“Christmas on the Rhine,” Ensign, Dec. 2010, 49–50
It was the night before Christmas in Germany. Scarcely a month before, the armistice that terminated the first World War had been signed. As part of a U.S. Army unit assigned to keep watch on the Rhine river, I was stationed a little distance from the city of Koblenz.
The night was cool and crisp. Snow fell, seemingly sent to put the finishing touch on the first Christmas since the close of a brutal war that for four years had kept the world in turmoil.
After being separated for many years from those who had gone to serve their fatherlands, family members all over Europe were being reunited: sweethearts, mothers, fathers, sons, brothers, sisters, and daughters were once more to feast together.
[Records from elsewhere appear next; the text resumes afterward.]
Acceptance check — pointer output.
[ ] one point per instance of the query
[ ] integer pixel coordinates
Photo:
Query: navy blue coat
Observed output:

It was a time of great rejoicing.
But for me, a soldier stranded on the Rhine far away from loved ones, it was not so. Feeling dejected, I pulled my khaki overcoat about my throat and strode along a busy city street. My spirits lifted as I beheld the hurry and scurry of shoppers as they filed in and out of tiny shops lining the crooked avenues. I understood German, and every now and then I paused to listen to conversations as shoppers and friends wished one another a Merry Christmas.
I leaned up against a shop front. Two German brothers who appeared to be around ages six and eight had their noses pressed tightly against a frosty window. There were clusters of trinkets, toys, and gingerbread cakes. The boys’ restless feet tapped the frozen ground and their hands beat a cadence on their hips to warm themselves.
“Well! After all,” said the older of the two to the younger, “it’s all right to wish for Santa Claus to bring us some of those things, even though Mama says that he cannot come to our house this year. We’re awfully poor, you know.”
I leaned closer so as to not miss a single word. “I wish I had that and that,” replied the younger boy. “I wish I had a gingerbread man, too.”
At this point, I engaged the little strangers in conversation and learned that their father had just returned from serving in the German army as a soldier at the German front. His pay had stopped, his job was gone, and there was no money in the house for presents. Their mother had made that clear so her four little children (the two boys and their two little sisters) would not be disappointed to awaken on Christmas morning and find that Santa Claus had passed them by.
Soon, they had to hurry home. It was quite a long way, so I offered to accompany them. When we arrived, they pointed out their apartment, which was four flights up in an apartment complex so large it enclosed a solid block.
I made a resolution: Santa Claus would come to their home that year. With the location of the house and the number and ages of the children fixed firmly in my mind, I retraced my steps to the tiny shop where the two nose prints were still visible upon the glass.
The shopkeeper carefully wrapped the trinkets and the gingerbread men into four tiny bundles, which he folded into one larger bundle. After I paid him, he smiled at me as I opened the door and called out gute Nacht! (Good Night!)
Back at military quarters, I confided my secret to a friend, who agreed to accompany me to the family’s home. That night, two khaki-clad soldiers greeted a former enemy in his home. The children’s mother wept tears of joy when she opened the package. In the adjoining room, the four children slumbered in their bed, dreaming of gingerbread men and trinkets in shop windows, expecting to awaken to empty stockings. Meanwhile, three soldiers, former enemies, kindled a friendship.
At midnight, two Yankee soldiers sauntered homeward, their hearts full of Christmas cheer. The bells in the great cathedral pealed forth, “Peace on earth and good will to men.” In my heart echoed the words of the Master: “Inasmuch as ye have done it unto one of the least of these my brethren, ye have done it unto me” (Matthew 25:40). I knew then it was truly greater to give than to receive.